Linus Torvalds, the internationally famous creator of the Linux operating system (which powers your Android phone and most of the internet), does not in way, shape or form suffer from Imposter’s Syndrome.
But he regularly inflicts it on others.
Imposter Syndrome is the nagging fear that everyone is really better than you, and it drives many a programmer crazy.
The combination of his offbeat sense of humour, his confrontational style, and his major potty mouth has made a lot of people angry at him.
He’ll tell you he doesn’t care. In fact, an “I don’t care about you” statement actually started the latest brouhaha.
On Thursday, Torvalds was speaking at a Linux conference in New Zealand when people asked him about his infamous rants on the Linux mailing list, and about diversity in the Linux world (where women and minorities are appallingly scarce).
His answers were flip, as reported by Ars Technica’s Sam Machkovech:
“Some people think I’m nice and are shocked when they find out different,” Torvalds said in response (quoted via multiple Twitter accounts of the event). “I’m not a nice person, and I don’t care about you. I care about the technology and the kernel — that’s what’s important to me.”
… and on diversity, he said:
“the most important part of open source is that people are allowed to do what they are good at” and “all that [diversity] stuff is just details and not really important.”
So rants against Torvalds burst out on Twitter, like this one from coder Bodil Stokke:
Torvald’s conniption fits on the Linux mailing list are so epic, and so filled with f-bombs and other salty words, they have become a Linux meme. He even did a video last year that made fun of the whole situation, reading and responding to some of the mean tweets he gets (see the end of this post).
But there is a serious side.

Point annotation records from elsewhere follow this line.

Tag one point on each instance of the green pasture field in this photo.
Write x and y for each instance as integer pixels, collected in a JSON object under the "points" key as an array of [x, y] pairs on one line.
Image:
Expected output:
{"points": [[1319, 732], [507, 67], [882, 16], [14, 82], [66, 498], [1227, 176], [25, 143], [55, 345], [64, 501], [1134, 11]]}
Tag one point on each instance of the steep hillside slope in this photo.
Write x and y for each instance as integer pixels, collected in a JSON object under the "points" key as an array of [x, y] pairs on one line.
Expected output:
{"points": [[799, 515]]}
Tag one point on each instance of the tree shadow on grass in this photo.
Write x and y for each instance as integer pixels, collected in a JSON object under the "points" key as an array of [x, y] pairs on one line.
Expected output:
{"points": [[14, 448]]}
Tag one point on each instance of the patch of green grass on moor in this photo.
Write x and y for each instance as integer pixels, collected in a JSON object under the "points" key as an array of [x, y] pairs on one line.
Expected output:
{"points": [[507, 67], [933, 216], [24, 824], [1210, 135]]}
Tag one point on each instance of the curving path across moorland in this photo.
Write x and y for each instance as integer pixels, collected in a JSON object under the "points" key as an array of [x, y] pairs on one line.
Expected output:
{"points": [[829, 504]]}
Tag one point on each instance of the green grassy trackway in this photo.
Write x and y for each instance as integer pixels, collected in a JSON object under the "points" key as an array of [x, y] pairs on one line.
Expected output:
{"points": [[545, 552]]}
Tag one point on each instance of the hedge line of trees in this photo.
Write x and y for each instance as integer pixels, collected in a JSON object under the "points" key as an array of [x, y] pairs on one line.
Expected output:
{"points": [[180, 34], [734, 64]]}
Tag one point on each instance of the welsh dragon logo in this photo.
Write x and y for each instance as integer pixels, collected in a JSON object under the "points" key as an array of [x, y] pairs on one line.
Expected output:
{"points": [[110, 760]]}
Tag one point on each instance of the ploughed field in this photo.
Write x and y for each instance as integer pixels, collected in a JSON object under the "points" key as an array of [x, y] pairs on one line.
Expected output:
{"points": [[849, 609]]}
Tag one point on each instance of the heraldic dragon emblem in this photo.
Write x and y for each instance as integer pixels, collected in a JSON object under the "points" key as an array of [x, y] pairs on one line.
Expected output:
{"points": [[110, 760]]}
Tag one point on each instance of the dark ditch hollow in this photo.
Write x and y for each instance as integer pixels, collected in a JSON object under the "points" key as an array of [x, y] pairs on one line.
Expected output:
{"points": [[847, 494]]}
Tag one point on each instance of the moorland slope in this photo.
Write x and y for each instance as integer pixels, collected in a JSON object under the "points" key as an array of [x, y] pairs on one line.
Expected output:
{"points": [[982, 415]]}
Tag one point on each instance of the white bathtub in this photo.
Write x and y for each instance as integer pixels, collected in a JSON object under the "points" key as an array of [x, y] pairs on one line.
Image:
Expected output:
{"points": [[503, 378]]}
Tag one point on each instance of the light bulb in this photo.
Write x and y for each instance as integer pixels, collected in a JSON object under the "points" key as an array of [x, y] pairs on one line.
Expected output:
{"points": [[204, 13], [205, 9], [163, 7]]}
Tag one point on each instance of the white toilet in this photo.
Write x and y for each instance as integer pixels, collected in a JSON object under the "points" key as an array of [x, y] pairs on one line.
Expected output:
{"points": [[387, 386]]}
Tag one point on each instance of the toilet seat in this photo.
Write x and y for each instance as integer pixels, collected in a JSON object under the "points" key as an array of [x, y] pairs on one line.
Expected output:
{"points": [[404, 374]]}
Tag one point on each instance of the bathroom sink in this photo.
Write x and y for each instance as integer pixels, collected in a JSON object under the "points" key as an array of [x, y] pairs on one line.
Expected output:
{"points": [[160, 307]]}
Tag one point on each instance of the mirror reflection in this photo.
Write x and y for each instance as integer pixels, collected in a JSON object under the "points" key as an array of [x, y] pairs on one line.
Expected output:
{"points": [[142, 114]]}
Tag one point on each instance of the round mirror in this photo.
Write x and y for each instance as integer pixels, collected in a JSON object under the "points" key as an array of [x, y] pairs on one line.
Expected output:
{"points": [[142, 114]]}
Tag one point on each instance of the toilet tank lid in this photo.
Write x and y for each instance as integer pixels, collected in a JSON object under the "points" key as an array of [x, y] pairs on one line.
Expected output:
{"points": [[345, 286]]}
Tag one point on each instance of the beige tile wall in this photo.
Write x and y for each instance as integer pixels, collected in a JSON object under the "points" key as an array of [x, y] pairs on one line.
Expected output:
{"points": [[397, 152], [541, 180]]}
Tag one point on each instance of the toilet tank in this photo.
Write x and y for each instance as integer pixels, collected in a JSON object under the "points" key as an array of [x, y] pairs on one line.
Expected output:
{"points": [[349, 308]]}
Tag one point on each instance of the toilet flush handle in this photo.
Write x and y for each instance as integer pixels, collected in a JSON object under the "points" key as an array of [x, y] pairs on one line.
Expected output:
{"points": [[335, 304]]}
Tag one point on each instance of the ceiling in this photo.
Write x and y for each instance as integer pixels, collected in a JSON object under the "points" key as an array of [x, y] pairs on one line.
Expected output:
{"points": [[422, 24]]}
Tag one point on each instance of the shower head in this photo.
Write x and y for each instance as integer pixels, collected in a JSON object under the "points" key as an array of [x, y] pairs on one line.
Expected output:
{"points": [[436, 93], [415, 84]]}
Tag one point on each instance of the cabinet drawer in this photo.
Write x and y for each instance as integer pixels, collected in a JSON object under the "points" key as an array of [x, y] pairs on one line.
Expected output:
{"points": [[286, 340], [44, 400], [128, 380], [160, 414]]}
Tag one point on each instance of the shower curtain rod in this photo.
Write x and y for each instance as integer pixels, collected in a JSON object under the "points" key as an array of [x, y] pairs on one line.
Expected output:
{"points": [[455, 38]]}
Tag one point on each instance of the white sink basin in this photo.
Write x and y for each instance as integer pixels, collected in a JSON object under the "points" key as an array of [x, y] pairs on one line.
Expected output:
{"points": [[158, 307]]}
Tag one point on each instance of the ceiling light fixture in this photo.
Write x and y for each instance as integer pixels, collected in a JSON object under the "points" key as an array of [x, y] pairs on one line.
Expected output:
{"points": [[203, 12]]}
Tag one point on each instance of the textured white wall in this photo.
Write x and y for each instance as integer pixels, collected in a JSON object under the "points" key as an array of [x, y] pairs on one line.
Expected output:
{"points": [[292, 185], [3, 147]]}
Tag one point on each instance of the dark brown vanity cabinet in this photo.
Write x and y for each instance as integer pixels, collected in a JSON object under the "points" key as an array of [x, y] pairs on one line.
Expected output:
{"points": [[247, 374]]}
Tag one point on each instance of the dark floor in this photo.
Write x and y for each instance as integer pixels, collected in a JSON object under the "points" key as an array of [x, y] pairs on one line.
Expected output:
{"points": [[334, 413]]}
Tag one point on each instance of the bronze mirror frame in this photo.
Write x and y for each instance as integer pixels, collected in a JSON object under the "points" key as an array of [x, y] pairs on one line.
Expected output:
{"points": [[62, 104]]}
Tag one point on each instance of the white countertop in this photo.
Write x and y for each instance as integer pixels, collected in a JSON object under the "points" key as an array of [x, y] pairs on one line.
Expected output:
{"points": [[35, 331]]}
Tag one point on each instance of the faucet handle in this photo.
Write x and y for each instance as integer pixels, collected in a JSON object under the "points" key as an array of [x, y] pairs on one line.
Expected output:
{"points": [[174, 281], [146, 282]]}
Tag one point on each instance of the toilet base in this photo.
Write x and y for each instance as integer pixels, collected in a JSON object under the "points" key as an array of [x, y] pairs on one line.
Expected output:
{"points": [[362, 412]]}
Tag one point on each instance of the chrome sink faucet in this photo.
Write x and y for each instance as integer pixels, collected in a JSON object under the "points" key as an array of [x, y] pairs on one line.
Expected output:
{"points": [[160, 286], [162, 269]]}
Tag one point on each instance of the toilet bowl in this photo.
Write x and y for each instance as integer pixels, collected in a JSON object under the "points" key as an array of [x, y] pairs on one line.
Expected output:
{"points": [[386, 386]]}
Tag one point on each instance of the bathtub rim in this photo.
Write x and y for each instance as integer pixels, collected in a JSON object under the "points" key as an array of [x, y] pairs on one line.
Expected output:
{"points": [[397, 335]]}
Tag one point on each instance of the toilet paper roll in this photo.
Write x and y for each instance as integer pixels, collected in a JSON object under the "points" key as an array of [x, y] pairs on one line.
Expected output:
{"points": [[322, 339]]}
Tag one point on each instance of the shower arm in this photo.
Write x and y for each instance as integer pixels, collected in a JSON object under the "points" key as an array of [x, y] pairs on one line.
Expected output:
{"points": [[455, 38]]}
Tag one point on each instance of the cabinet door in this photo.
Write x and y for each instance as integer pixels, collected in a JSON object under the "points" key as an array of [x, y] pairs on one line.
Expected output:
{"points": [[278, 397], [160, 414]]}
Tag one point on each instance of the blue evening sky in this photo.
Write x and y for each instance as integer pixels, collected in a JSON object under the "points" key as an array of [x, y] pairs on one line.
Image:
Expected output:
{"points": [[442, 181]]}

His trash-talking style has permeated the whole open source world, even at for-profit companies like Red Hat.
In 2013, Intel coder Sarah Sharp launched a public campaign to get Torvalds to stop what she called “verbal abuse.” It obviously didn’t work, but she did elevate the conversation and the Linux Foundation, Torvalds’ employer, responded by stepping up its efforts to encourage more people to become Linux coders.
As for not caring, that’s probably not completely true.
People who know Torvalds say he’s a decent guy, not a total jerk. He just doesn’t suffer fools gladly.
After the Ars story got hot, he even wrote a letter to the publication explaining his comments.
What I wanted to say [at the keynote] — and clearly must have done very badly — is that one of the great things about open source is exactly the fact that different people are so different …
I think we can have some developers who are used to — and prefer — a more confrontational style, and still also have people who don’t …
I’d rather be really confrontational, and bad ideas should be [taken] down aggressively. Even good ideas need to be vigorously defended. …
Maybe it’s just because I like arguing.
Torvalds is never going to completely stop his four-letter-word rants. But he’s willing and ready to be challenged over it.
“I also understand that other people are driven away by cursing and crass language when it all gets a bit too carried away,” he told Ars.